The other day I'd plucked a small unripe banana off the banana tree the grows a couple meters northeast of the northeast corner of our plunge pool. In recent days the banana had started turning yellow. Since I tend to prefer bananas that aren't all that ripe, today I decided to try eating the little thing. As I went to peel it, I could tell that it was not a conventional banana. With part of the peel removed, this impression was reinforced by a distinct dark brown layer between the banana itself and the peel. But I took a bite anyway. It was mealy, starchy, somewhat "planty," though not sweet at all. Perhaps it was a plantain. Initially I thought it wasn't a bad flavor, and I even convinced Gretchen to have some. (She immediately came to the conclusion that it tasted dreadful.) But by my second or third bite, I'd had more than enough.
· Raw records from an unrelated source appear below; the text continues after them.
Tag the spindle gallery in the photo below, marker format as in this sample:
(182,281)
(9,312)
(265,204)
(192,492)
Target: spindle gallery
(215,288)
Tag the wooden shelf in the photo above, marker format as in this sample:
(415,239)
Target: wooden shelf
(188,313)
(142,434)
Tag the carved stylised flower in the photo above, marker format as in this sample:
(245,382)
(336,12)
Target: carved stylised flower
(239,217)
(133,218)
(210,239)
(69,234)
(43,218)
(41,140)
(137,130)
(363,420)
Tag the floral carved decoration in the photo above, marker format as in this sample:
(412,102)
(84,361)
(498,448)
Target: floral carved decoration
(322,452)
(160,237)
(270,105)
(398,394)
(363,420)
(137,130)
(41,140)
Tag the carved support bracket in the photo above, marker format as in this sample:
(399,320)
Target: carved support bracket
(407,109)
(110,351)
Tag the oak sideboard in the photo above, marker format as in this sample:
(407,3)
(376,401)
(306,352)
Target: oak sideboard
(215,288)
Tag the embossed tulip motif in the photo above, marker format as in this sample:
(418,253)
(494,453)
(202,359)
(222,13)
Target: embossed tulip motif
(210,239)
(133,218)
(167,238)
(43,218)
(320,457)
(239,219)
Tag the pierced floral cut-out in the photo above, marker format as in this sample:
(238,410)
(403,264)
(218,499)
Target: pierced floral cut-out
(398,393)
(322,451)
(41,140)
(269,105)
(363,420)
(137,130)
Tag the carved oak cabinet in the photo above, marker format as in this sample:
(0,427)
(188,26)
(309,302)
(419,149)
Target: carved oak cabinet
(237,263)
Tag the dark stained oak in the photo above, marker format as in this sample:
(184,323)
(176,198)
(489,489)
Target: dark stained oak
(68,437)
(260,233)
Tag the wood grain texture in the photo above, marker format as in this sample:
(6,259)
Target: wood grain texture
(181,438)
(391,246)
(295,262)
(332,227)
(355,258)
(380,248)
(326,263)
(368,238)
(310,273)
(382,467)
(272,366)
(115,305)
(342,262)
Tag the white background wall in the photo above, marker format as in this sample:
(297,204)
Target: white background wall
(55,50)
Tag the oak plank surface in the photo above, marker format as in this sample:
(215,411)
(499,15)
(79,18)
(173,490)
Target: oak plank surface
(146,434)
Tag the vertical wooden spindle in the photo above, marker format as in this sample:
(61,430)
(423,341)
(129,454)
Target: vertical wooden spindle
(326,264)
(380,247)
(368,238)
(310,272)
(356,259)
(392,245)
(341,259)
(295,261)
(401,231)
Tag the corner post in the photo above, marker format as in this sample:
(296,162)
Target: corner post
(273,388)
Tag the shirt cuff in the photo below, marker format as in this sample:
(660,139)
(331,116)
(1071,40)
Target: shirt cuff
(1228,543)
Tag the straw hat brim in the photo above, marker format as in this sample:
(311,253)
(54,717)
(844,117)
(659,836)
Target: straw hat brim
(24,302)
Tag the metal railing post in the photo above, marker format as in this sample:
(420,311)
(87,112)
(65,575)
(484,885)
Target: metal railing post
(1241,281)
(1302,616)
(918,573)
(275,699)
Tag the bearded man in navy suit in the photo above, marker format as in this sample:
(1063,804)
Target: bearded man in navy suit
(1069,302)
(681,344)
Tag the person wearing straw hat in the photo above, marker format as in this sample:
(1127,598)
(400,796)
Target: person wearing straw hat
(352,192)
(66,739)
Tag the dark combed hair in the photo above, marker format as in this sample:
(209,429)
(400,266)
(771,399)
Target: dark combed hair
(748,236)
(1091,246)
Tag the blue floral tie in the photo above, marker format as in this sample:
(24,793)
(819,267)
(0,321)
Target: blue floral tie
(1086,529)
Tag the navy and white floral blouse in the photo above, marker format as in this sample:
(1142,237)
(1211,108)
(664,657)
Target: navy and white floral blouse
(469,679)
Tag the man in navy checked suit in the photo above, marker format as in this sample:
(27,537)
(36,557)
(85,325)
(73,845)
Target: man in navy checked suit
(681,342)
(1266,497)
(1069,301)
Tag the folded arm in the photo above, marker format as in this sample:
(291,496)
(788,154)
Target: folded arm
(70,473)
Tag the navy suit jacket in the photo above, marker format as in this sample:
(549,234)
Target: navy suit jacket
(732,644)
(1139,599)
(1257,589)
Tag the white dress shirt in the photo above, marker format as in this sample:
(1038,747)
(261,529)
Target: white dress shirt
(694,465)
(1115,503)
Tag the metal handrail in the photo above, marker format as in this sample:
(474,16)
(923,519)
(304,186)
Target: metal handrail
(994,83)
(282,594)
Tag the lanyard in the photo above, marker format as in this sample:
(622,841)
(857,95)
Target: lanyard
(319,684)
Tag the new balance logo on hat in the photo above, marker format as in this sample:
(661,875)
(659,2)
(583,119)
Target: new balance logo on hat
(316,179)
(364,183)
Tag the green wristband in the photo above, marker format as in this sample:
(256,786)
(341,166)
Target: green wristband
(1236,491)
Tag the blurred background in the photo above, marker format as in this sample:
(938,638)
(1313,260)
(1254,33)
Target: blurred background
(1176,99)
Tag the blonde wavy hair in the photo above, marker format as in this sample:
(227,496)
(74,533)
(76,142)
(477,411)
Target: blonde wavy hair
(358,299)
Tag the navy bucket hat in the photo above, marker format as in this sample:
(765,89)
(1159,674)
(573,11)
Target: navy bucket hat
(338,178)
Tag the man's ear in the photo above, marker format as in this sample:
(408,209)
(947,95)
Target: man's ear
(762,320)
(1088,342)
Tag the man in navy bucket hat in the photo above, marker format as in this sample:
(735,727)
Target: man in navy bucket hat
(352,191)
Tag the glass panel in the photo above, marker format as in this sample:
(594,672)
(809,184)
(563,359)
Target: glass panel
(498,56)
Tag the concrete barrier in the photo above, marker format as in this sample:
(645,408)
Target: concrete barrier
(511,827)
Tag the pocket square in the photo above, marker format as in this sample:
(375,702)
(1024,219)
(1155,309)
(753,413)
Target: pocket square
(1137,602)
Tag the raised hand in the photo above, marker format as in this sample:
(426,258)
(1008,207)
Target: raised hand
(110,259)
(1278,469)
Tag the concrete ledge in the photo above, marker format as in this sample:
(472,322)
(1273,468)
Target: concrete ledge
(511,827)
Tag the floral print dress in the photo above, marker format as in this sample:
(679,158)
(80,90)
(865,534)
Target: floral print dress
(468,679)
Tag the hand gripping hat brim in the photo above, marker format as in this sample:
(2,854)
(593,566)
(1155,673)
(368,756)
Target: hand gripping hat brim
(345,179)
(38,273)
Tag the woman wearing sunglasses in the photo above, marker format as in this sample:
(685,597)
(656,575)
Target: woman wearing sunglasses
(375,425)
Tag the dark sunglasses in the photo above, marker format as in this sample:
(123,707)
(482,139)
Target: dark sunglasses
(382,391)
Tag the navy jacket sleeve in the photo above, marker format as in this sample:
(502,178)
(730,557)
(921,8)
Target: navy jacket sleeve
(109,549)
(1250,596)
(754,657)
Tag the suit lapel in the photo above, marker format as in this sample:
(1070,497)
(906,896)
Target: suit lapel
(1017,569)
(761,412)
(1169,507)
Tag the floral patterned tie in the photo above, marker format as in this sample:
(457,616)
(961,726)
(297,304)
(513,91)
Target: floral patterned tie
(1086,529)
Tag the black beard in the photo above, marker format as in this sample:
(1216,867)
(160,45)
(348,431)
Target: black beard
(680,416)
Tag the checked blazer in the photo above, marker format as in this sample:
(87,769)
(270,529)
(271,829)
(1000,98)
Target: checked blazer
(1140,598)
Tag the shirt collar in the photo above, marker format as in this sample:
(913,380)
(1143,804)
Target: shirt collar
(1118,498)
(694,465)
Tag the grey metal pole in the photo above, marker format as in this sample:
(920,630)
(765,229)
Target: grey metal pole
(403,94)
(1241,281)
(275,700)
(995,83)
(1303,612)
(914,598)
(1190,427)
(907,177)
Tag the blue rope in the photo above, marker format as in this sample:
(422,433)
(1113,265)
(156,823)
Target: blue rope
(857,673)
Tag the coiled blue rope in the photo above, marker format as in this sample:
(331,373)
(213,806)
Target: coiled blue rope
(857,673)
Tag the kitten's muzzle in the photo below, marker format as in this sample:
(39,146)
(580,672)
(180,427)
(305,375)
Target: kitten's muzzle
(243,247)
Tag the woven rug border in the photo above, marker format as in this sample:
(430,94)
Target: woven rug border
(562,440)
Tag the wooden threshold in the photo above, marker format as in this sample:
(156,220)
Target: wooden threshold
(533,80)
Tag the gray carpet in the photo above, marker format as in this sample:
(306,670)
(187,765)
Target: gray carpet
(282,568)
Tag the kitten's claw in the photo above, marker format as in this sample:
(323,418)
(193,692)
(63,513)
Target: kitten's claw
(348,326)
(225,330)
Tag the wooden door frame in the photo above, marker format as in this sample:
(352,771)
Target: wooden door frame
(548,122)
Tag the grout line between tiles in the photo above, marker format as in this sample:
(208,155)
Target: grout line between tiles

Part of the problem was how slimy it all was and how hard it was to then get that flavor out of my mouth.
This evening Gretchen made an Asian dish with sauce made from peanut butter and canned tofu, which we ate with rice leftover from last night's Latino meal. It was a big success, especially considering that cooking here at the casita, with the supplies available in Costa Rica, is a little like cooking at a campsite.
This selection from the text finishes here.